Spring is Sprung

Spring is Sprung

 

Spring is sprung 
The grass is riz 
I wonder where the birdie is 
The birdie is upon the wing 
No, that's absurd 
The wing is on the little bird

So goes the famous rhyme – and it’s certainly spring here in Australia. We have gone from winter to summer in just a few days, although the ski fields in the Snowy Mountains are still experiencing the best season in over a decade.

 

Spring is sprung and the grass is riz. Whatever riz is. I wonder where the birdie is – this weekend boat chores includes a wash and a scrub and cleaning all the bird poo off the boat. It’s not too bad at our marina, although whilst the hose is out, we give the jetties a good hose off as the pelicans leave lots of deposits behind on the marina. No, we don’t wonder where the bird is/was – we know quite well! On the wing? Or on the boat, jetty or someone else’s boat. Our marina has lots of ducks but they just make a lot of noise. However, you do have to keep an eye out for them whilst driving around downtown Booker Bay as they stand around in the middle of the road a lot.

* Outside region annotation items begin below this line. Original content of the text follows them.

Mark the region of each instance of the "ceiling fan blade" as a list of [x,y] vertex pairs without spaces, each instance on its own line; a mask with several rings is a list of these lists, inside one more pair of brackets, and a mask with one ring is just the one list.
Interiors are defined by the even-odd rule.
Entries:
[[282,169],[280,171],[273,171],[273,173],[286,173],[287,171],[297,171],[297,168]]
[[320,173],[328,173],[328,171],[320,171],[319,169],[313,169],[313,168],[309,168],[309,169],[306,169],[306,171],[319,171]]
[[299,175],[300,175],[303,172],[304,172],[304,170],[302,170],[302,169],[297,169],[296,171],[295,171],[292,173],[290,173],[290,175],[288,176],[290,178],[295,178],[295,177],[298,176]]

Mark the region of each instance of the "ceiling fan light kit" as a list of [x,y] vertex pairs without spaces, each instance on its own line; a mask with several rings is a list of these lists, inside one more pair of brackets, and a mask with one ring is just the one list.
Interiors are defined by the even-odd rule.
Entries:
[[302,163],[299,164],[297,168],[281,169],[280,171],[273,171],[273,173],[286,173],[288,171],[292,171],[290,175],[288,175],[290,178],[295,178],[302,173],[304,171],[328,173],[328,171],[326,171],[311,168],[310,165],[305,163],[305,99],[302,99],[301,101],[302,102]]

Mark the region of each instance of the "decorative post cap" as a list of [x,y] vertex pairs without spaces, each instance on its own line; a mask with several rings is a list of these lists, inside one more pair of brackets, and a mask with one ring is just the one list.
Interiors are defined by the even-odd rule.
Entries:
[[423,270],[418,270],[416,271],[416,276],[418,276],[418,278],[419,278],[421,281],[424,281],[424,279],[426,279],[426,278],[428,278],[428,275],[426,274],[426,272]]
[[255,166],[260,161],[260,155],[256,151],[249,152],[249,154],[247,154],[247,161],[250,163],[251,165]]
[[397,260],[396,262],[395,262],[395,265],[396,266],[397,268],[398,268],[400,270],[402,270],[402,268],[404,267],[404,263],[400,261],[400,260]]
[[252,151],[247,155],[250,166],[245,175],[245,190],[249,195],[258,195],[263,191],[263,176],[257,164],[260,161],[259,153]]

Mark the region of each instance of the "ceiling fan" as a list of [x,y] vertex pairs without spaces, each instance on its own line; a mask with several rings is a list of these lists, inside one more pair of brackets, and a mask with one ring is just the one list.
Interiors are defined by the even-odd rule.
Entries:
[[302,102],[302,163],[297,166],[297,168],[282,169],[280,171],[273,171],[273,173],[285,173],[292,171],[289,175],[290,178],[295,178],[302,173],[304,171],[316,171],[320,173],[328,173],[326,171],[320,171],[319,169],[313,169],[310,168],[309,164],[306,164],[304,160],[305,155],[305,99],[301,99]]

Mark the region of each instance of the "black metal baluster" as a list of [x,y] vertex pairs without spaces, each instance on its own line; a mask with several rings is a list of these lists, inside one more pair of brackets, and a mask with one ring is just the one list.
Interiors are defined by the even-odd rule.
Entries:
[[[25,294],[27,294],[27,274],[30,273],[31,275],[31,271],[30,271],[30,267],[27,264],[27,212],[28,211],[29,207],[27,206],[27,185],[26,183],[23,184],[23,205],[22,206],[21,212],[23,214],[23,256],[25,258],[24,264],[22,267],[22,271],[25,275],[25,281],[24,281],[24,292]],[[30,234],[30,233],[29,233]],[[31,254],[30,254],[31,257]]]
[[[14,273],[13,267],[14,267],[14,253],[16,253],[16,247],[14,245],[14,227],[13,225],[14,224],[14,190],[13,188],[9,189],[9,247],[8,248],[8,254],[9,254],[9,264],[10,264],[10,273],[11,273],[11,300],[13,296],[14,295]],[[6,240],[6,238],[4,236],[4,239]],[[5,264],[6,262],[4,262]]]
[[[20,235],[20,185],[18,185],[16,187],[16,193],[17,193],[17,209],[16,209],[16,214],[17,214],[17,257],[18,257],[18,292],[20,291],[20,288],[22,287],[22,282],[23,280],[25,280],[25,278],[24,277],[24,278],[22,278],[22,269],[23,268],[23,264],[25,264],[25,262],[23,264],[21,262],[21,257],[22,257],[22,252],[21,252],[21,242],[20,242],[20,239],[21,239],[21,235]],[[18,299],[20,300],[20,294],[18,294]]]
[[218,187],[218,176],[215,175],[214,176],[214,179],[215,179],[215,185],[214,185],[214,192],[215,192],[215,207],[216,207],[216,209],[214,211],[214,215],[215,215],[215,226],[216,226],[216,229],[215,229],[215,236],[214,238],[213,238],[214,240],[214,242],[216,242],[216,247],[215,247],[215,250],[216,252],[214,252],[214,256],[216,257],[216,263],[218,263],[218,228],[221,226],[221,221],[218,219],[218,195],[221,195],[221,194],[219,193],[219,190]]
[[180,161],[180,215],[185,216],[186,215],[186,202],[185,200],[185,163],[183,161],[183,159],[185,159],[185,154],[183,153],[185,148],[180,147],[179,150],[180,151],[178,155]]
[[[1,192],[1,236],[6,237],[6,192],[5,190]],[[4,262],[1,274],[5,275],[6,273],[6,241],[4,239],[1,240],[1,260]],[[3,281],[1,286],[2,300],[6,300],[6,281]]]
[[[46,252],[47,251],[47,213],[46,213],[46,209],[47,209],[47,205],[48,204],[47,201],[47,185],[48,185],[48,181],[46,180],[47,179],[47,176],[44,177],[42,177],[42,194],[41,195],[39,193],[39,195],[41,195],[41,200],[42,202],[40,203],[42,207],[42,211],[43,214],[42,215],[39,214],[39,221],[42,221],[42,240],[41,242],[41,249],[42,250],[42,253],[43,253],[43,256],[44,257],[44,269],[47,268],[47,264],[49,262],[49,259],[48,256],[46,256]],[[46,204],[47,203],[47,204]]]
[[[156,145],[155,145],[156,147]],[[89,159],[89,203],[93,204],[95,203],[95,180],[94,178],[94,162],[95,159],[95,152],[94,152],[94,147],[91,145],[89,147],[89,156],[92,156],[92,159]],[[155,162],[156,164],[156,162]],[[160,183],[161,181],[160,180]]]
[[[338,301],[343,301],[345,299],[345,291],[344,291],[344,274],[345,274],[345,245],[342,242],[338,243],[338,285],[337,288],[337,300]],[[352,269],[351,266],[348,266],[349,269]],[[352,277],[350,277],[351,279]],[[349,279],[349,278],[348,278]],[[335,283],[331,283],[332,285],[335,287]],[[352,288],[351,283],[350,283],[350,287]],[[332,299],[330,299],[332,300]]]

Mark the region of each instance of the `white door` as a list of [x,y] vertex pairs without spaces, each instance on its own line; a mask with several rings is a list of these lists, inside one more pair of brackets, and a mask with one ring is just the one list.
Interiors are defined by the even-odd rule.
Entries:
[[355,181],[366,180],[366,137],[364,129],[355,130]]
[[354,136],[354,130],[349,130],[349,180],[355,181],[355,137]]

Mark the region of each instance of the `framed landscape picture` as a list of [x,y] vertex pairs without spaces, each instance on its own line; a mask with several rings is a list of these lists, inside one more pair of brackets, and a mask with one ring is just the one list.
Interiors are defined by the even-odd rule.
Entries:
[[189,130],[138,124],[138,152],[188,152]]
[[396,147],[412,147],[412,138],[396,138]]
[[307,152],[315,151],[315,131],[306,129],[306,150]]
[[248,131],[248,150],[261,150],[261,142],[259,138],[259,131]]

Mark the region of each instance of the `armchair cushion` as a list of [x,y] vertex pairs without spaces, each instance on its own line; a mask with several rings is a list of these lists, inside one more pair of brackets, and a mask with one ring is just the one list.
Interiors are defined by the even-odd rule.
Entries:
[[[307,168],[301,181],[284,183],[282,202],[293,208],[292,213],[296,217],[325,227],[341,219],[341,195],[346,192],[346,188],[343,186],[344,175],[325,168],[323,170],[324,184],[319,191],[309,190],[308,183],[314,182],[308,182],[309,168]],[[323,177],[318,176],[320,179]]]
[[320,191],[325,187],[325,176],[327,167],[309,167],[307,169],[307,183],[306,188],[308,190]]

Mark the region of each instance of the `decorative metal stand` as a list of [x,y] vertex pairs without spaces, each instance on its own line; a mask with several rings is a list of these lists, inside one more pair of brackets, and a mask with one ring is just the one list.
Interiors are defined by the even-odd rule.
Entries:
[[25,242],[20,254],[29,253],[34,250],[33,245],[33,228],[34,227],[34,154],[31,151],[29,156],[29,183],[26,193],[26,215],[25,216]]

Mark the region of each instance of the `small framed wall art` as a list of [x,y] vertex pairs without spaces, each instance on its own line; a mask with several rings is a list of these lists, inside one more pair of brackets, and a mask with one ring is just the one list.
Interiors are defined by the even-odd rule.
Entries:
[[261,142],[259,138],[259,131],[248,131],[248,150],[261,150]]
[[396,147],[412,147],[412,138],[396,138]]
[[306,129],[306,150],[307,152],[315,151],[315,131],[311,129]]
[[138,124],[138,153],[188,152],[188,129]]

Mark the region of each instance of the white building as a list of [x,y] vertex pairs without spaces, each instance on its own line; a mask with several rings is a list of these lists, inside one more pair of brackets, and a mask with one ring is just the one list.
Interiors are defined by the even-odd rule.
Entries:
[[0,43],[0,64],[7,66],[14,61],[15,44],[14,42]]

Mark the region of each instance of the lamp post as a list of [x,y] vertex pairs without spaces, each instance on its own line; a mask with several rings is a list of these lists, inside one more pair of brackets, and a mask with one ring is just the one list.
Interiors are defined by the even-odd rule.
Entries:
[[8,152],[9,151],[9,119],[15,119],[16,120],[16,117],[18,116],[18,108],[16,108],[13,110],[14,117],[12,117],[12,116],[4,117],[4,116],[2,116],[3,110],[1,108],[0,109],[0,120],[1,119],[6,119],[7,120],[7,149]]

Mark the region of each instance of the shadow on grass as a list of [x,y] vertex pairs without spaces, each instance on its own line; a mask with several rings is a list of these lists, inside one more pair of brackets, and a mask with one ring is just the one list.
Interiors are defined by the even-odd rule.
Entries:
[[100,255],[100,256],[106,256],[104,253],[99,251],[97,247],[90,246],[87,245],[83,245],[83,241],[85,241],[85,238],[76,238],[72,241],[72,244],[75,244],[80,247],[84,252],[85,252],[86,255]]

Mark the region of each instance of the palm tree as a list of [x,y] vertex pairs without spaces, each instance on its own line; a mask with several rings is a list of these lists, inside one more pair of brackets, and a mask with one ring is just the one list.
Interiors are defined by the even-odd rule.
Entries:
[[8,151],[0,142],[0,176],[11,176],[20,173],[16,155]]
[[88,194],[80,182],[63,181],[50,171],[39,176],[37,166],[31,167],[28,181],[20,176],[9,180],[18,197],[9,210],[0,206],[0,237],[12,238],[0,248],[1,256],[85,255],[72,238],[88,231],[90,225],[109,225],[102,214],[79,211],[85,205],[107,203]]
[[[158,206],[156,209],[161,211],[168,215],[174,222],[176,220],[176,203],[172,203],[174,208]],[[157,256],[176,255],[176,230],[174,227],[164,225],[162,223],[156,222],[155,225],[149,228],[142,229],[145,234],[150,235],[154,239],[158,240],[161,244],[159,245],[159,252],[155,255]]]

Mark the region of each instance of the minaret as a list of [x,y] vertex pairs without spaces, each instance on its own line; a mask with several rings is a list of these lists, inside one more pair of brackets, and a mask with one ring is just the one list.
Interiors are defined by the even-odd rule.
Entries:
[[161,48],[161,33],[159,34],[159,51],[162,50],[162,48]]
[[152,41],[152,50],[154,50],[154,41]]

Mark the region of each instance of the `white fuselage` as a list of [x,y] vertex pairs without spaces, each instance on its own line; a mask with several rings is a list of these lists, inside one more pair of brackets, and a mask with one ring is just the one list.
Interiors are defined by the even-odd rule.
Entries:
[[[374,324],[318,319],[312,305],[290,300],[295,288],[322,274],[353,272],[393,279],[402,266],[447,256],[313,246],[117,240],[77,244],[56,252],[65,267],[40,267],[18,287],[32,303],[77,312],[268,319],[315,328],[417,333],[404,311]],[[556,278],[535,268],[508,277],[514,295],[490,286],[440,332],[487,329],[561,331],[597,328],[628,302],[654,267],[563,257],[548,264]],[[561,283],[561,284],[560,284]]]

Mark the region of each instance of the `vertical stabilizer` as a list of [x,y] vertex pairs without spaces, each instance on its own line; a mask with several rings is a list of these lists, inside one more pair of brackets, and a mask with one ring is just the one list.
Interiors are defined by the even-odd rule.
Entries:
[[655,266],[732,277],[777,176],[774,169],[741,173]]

Spring brings that last flurry of boat maintenance, getting ready for a summer of navigating the waterways and exploring up the Hawkesbury and always being on the lookout for that perfect anchorage, sheltered without being crowded. Space and moorings at the famous Refuge Bay will be at a premium as the Riverias raft up, blaring their music and totally destroying the beauty that the place is famous for. “Refuse Bay” is the epithet that it is usually known by. However, it’s still a beautiful spot, famous for its waterfall and lovely ambience.

 

 

Sometimes we just don’t appreciate the beauty that can be found in our own back yard. We eagerly watch the Youtube sailing channels of the cruisers having their adventures in the Caribbean, South Pacific Islands, Pacific North West or the Mediterranean and gaze in awe at the beauty of these places, and then dutifully write them down on our wish list of places to visit, not realising that there are places just as beautiful and a lot more accessible in our own backyard, just a stone’s throw from Sydney.

We are definitely looking forward to exploring other bays up and down the Hawkesbury and Cowan Creek. It’s also a good time to practice our anchoring skills. One of the attractions with Refuge Bay and the nearby America Bay is that there are quite a few mooring balls, so it’s quite easy to quietly come in, grab the boat hook and grab a mooring ball. It also means you can have a few gin and tonics, as you don’t have to watch your blood alcohol level on moorings like you do at anchor. I think the Americans call it gunkholing. Exploring little bays and inlets. Also another good reason to have a smaller boat, rather than a 50 footer.

With the electrics all sorted, new batteries, rebuilt motor and a freshly varnished tiller (due to be installed this coming weekend) La Mouette is just about ready to leave her berth and go gunkholing, or gung ho sailing or whatever. Just laps up and down Brisbane Water will be good tonic for the soul and then back at the marina, we can enjoy the other sort of tonic, mixed with ice and gin. Docking our boat in its berth is not for the faint hearted. You have to pick the tides and currents as the current in the berth is quite fierce. The usual practice is to go in and have a scout around to see what the current is doing, and if too strong, pick up a mooring ball and wait for it to subside a bit. A gin and tonic is most definitely in order after the docking ordeal is over.

There are still a lot of jobs to get through, some important and some that can wait a bit longer. With summer almost upon us, we only have a short window period in which to do some of them before it’s too hot to apply paint or varnish, or spend extended periods down below doing stuff like replacing the carpeting.

 

The carpeting on the inside of the hull is old and mouldy and along with replacing the cushions, probably the single biggest improvement that can be made to the boat – getting rid of the remainder of the cigarette smells (which is pretty much gone now) as well as the mouldy, salty, dusty smells. A few of the lockers have been done with two coats of Bilgekote and it’s starting to make a real difference to the smell of the boat already. By the time all the lockers and the bilge have been painted, plus new cushions and carpeting as well as a bit of varnish on the woodwork here and there it, La Mouette will smell almost as new as those plastique fantasique boats that you have to take off your shoes to climb aboard at the boat shows. Although, the Admiral makes everyone take off their shoes to climb aboard La Mouette also.

Hopefully it should be a good summer, with lots of sailing and weekends at anchor before the season changes yet again to Autumn – a cooler time and more of those tricky boat jobs can be dealt with.